General information

The following tutorials will show you how to analyze a sample dataset with SPM. You will begin by learning the fundamentals of fMRI preprocessing, and then proceed to create a statistical model to estimate brain activity in response to different conditions. After learning about group-level results and how to script your analysis.

This course will show you how to analyze an fMRI dataset from start to finish. We will begin by exploring your dataset by inspecting the anatomical and functional images for each subject. We will then preprocess the data, which removes noise and enhances the signal in the images. Once the images have been preprocessed, we will create a model representing what we think the BOLD signal, a measure of neural activity, should look like in our images. During model fitting we compare this model with the signal in different areas of the image. This model fit is a measure of the strength of the signal under different conditions - for example, we can take the difference of the signal between conditions of the experiment to see which condition leads to a larger BOLD response.

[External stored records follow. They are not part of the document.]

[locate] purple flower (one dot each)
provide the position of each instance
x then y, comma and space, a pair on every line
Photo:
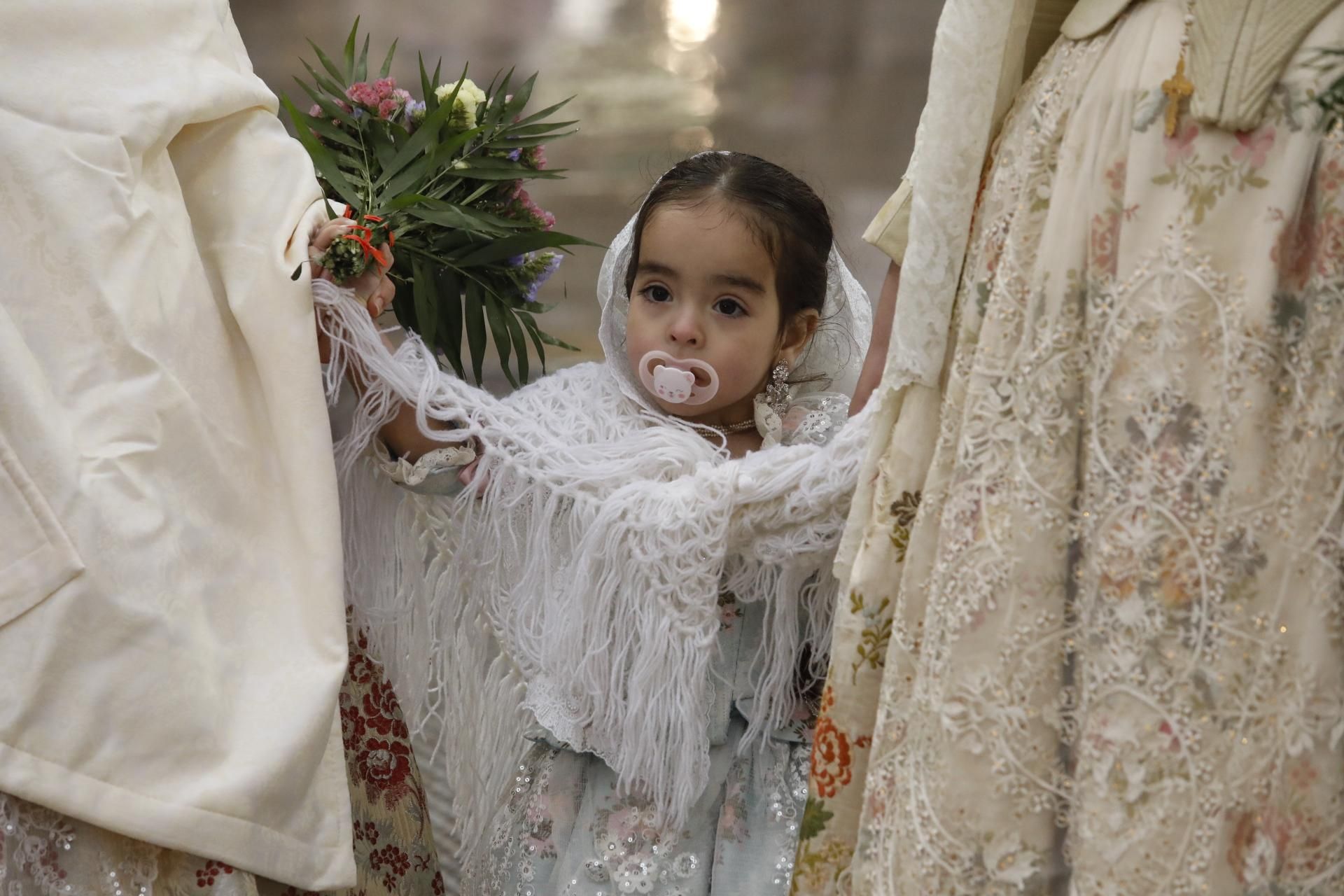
552, 265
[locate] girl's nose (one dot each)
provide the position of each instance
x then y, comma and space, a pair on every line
686, 330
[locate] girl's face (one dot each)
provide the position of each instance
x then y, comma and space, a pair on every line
705, 289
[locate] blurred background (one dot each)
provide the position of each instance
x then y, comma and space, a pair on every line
830, 89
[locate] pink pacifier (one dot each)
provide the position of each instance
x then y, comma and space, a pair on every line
673, 381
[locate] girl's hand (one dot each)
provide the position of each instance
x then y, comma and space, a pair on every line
374, 288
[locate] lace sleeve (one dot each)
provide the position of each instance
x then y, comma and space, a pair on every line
435, 473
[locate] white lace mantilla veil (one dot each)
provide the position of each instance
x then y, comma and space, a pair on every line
594, 554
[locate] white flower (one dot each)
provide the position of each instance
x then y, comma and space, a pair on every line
470, 97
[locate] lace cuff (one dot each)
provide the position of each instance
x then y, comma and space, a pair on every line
435, 473
890, 230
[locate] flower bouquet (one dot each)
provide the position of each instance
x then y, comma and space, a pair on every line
441, 181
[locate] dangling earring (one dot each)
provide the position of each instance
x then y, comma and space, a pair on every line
777, 390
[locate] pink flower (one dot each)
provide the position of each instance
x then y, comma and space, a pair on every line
1182, 146
362, 94
1254, 146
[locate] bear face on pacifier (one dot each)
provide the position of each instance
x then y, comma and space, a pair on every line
678, 381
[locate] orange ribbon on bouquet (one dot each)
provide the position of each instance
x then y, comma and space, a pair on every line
366, 234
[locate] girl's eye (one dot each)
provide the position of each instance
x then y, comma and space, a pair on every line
730, 307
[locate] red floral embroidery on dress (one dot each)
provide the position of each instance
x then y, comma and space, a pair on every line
831, 760
381, 711
210, 871
385, 766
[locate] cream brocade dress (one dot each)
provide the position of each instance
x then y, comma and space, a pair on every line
1116, 659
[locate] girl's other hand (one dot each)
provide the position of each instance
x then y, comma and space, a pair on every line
374, 286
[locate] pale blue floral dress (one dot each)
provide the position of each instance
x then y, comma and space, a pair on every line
568, 830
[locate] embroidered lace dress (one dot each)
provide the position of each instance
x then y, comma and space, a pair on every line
1117, 647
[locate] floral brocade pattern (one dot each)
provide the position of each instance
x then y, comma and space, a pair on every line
1117, 649
45, 853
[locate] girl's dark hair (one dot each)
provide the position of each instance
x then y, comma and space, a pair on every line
785, 216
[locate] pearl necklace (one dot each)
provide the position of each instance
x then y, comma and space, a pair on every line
729, 428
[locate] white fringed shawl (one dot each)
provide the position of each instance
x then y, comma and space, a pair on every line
587, 564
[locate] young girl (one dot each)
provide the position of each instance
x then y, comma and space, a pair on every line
645, 540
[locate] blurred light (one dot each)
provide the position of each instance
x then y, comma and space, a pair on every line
691, 22
694, 139
587, 20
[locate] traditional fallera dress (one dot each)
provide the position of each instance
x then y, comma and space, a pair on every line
616, 622
1112, 656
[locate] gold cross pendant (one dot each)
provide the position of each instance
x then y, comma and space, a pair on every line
1177, 89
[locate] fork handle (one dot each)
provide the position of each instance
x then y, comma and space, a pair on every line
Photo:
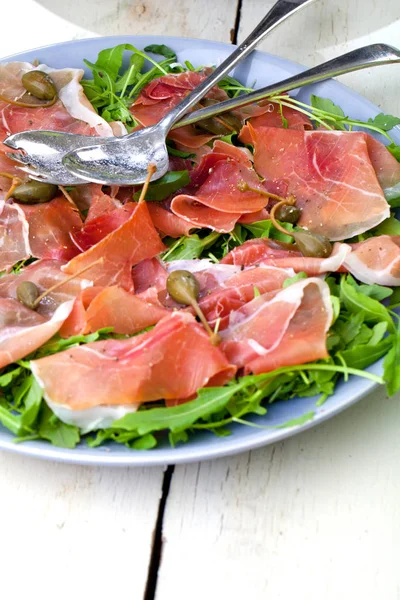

Once a model has been created for each subject and the BOLD response has been estimated for each condition, we can do any kind of group analysis we like: Paired t-tests, between-group t-tests, interactions, and so on. The goal of this course is to calculate a simple within-subjects contrast between two conditions, and test whether it is significant across subjects. You will also learn how to create figures showing whole-brain analyses, similar to what you see published in the neuroimaging journals.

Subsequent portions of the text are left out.